DHS dismisses appeal to Behring EB-5 Regional Center Lawsuit
By Anayat Durrani
With the New Year in full swing, there’s some movement on the EB-5 front. The Department of Homeland Security (DHS) today filed an unopposed motion to dismiss its appeal to the Behring Regional Center lawsuit.
The appeal was filed in August 2021 by Alejandro N. Mayorkas, Secretary of Homeland Security; Tracy Renaud, Acting Director, U.S. Citizenship and Immigration Services; Edie Pearson, USCIS Policy Branch Chief of the Immigrant Investor Program Office.
In Behring Regional Center v. Wolf case, the Behring Regional Center and the Greenberg Traurig law firm got the courts to disallow implementation of the EB-5 Modernization Rule, which reversed the required investment amount from $900,000 back to $500,000.
“The decision to dismiss the appeal provides clarity that all the direct EB-5 cases filed with the reduced amount of $500,000 are approvable and the prior rules on targeted employment areas are in force,” said Bernie Wolfsdorf, former President of the American Immigration Lawyers Association.
What the DHS dismissal means for the EB-5 industry
Judge Jacqueline Scott Corley issued a ruling on the Behring Regional Center lawsuit in June 2021, which found former Homeland Security Secretary Kevin McAleenan not lawfully serving in his position when he established the EB-5 Final Rule.

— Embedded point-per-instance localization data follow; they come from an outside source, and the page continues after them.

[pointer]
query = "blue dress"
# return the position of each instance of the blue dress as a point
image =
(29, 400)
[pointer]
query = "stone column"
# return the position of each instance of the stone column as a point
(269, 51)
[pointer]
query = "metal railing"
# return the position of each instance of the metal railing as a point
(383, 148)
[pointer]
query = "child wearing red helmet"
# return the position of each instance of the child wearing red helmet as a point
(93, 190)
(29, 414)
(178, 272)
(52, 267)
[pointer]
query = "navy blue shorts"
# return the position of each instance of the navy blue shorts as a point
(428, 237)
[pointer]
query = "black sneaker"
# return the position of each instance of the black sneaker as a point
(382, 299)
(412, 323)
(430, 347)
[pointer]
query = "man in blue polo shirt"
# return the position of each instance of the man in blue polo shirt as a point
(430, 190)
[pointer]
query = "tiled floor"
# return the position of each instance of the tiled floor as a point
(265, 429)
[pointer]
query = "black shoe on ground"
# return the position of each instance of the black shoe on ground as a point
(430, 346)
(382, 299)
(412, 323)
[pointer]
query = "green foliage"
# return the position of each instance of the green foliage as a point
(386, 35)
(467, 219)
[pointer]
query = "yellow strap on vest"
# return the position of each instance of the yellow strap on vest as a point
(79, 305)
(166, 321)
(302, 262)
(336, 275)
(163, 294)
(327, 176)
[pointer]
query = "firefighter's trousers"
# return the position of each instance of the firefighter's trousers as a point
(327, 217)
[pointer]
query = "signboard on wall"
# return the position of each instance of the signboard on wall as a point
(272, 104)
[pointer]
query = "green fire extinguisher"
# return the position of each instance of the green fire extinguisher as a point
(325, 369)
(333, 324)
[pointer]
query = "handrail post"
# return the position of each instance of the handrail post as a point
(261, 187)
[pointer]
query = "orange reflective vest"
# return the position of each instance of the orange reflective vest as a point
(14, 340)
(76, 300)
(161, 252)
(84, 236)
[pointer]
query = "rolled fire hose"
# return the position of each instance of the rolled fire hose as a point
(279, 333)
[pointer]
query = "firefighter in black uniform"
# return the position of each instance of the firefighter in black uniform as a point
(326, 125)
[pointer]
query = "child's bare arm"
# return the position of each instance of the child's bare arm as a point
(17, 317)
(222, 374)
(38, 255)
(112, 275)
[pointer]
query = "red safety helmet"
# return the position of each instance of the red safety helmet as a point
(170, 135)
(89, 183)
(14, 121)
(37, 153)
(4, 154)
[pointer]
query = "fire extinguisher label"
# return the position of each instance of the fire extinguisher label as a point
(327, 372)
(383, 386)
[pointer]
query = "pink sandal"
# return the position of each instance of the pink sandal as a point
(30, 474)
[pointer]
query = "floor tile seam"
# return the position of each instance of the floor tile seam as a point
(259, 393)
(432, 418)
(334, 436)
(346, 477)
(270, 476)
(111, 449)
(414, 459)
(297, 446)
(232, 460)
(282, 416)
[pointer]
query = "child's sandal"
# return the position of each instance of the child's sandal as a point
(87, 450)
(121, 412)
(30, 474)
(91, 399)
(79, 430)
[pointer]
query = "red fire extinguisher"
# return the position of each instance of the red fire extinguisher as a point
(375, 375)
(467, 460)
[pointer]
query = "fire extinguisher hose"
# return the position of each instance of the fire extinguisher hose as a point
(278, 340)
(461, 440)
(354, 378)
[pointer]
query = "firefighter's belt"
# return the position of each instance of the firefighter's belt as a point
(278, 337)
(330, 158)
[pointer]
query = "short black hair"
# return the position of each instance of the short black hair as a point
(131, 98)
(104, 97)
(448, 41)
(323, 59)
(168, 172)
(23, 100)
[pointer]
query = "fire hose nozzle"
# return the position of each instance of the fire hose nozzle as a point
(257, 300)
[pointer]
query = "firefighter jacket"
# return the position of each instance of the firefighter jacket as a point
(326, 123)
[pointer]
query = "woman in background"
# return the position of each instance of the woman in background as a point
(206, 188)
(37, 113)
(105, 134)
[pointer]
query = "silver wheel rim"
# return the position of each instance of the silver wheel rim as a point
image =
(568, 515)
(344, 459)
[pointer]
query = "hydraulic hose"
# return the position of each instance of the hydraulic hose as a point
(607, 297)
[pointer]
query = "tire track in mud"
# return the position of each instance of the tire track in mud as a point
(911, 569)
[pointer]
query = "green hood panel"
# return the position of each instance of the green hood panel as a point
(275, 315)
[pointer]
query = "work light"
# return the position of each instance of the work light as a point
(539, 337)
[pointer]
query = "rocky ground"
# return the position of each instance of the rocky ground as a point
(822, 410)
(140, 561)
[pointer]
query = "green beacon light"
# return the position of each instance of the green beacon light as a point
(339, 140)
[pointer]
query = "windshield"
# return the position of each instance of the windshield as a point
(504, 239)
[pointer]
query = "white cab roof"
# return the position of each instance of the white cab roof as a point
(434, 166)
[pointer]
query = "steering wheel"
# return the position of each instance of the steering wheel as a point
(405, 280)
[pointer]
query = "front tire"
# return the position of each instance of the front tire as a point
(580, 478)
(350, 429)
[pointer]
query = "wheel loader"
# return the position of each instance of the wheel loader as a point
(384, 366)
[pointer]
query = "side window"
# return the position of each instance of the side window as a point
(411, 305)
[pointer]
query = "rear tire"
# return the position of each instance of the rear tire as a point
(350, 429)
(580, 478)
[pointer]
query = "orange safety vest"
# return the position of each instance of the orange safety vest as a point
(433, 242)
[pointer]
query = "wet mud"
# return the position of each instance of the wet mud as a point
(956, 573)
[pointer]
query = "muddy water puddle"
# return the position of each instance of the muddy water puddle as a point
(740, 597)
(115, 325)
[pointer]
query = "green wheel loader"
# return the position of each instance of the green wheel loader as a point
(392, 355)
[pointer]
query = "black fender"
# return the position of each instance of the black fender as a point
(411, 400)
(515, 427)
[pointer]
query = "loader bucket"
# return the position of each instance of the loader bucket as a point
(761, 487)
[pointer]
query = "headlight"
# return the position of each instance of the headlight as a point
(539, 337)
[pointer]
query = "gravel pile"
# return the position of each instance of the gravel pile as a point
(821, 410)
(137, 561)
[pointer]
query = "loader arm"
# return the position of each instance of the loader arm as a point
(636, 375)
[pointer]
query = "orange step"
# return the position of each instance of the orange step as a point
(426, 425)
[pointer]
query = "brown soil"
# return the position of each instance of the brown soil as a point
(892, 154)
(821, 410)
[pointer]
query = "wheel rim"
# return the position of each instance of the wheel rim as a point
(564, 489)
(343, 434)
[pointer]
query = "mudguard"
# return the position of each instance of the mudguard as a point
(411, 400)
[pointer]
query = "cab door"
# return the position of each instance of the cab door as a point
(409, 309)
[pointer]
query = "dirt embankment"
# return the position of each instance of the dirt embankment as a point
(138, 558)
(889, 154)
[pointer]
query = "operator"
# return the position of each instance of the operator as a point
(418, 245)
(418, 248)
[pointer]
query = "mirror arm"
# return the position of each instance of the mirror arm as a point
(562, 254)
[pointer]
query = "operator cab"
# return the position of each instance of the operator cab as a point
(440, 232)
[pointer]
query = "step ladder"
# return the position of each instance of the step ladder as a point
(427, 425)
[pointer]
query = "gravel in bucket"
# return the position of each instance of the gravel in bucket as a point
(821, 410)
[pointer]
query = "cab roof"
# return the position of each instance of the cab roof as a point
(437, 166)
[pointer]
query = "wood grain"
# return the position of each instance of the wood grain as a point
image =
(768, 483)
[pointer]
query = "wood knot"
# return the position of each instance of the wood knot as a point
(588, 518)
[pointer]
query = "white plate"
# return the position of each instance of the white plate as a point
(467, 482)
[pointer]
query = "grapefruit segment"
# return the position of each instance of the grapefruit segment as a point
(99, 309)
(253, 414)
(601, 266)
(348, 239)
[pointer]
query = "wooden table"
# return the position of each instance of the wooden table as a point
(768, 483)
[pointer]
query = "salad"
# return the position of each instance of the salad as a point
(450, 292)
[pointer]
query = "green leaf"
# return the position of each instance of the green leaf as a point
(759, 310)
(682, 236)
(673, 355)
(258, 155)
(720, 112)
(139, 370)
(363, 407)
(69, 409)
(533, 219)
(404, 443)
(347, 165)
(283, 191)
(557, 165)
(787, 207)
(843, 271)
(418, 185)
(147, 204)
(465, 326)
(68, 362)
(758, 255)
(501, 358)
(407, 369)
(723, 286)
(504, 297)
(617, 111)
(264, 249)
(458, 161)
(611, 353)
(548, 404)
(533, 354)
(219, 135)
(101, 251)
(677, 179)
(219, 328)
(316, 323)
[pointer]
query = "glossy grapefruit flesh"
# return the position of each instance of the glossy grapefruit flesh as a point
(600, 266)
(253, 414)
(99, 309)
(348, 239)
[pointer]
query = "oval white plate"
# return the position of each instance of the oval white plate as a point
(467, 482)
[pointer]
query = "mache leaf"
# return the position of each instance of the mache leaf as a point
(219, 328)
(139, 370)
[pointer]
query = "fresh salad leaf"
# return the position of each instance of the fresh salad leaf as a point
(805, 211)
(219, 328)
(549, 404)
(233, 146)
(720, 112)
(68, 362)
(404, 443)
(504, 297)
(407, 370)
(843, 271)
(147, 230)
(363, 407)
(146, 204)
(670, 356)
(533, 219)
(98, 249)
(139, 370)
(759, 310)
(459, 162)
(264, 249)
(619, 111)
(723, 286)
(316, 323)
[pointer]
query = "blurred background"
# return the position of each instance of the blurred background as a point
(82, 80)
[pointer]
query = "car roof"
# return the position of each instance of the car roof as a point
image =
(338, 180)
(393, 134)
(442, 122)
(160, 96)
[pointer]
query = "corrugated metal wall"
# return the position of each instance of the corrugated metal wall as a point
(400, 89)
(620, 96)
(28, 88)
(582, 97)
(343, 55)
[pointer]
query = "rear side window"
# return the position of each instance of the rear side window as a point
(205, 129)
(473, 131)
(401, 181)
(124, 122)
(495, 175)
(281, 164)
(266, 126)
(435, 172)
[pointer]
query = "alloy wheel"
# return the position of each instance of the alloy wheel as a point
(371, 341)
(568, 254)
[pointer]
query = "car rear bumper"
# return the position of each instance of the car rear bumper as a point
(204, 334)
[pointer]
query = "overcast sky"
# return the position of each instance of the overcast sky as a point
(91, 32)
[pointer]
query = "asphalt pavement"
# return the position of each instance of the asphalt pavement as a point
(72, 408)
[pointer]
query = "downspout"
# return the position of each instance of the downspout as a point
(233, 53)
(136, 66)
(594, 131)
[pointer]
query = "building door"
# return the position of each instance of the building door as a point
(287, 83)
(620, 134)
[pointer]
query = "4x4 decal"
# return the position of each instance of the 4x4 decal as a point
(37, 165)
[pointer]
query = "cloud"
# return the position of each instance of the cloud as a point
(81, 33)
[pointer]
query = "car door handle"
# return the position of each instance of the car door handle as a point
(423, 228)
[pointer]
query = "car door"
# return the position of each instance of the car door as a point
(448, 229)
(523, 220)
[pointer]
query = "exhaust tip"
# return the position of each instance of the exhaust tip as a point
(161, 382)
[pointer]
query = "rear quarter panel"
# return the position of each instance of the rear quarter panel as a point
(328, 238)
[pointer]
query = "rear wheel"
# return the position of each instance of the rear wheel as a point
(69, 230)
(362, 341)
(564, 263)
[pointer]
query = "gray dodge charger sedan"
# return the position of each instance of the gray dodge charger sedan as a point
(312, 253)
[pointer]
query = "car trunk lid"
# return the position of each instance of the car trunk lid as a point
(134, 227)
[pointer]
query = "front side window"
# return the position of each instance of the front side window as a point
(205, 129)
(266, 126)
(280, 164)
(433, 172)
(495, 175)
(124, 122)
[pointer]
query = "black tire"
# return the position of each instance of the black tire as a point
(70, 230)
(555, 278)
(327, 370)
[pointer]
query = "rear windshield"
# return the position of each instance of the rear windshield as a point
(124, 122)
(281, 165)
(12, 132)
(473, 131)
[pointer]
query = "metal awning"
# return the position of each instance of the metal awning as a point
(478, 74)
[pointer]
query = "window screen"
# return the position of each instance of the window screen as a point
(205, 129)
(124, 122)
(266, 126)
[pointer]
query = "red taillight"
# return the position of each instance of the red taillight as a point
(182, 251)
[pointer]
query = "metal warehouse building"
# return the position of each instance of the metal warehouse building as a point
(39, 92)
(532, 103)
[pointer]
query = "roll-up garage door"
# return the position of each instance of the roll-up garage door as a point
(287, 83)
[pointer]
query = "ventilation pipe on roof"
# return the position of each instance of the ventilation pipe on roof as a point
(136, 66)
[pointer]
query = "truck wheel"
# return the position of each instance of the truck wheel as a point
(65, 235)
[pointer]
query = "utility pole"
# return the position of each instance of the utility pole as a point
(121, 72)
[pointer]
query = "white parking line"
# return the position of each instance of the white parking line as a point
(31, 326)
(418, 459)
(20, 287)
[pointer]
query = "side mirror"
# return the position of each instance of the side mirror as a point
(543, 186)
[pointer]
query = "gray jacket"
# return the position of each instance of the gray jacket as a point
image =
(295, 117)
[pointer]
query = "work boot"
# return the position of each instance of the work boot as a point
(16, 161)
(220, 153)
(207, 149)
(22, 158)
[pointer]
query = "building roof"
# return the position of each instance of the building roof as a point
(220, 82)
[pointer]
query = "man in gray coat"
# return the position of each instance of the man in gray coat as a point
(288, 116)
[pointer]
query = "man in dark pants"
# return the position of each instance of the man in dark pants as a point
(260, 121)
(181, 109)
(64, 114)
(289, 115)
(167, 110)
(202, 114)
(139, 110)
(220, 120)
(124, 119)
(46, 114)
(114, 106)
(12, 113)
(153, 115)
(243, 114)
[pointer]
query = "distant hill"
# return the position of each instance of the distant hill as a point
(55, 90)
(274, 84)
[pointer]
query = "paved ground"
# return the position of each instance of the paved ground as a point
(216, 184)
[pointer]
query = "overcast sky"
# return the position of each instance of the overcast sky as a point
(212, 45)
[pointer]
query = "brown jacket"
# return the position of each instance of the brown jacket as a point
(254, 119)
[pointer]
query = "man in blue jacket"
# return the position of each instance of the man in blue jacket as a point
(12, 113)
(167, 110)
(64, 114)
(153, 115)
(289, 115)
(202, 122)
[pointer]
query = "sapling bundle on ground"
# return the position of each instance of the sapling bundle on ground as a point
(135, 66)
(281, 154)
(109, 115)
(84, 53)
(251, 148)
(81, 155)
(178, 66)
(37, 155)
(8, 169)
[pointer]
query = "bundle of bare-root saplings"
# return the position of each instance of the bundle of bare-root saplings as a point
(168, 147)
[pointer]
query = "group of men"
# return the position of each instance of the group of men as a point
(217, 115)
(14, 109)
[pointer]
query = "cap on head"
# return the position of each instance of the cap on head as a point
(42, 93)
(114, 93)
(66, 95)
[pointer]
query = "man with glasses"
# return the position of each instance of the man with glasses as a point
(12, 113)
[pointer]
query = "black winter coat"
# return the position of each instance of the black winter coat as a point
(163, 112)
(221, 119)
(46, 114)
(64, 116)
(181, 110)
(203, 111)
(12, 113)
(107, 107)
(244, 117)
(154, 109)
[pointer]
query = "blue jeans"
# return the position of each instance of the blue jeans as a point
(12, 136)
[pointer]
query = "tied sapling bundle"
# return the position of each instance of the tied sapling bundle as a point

The EB-5 Modernization Rule increased the minimum investment amount from $500,000 to $900,000 if the project is located in a Targeted Employment Area (TEA) and from $1 million to $1.8 million if outside of a TEA.
Michael A. Harris, Esq., immigration lawyer for HarrisLaw, P.A. says the withdrawal of the DHS appeal of the Behring lawsuit means that EB-5 investors and the industry will be waiting to see if one of two things happens.
One of those is whether USCIS “promulgates new regulations which increase the minimum investment amount, provide new standards for determination of a TEA project location, and other integrity reform measures for investors, regional centers and projects,” he said. He says a prior regulation allowed for displaced EB-5 investors to preserve their priority date when re-filing due to a failed project, and added, “How will USCIS address this scenario and others in the future?”
He says the other possibility is if Congress passes new legislation codifying the regulations that USCIS sought to create.
“Whether this also includes a revival of the EB-5 Regional Center Program and other changes is uncertain at the moment. There have been proposed changes to the EB-5 Program since 2015, but so far Congress has not passed any of them,” says Harris.
Impact on EB-5 investment amount and reauthorization
The current minimum investment of $500,000 and state-determined high unemployment TEA designations may stay unchanged for months, Harris said.
The news of DHS filing an unopposed motion to dismiss its appeal to the Behring Regional Center lawsuit is welcome news in the interim.
“This is huge for the EB-5 direct program, and when Congress reauthorizes the Regional Center program, hopefully next month, we are going to see demand for EB-5 skyrocket,” said Wolfsdorf.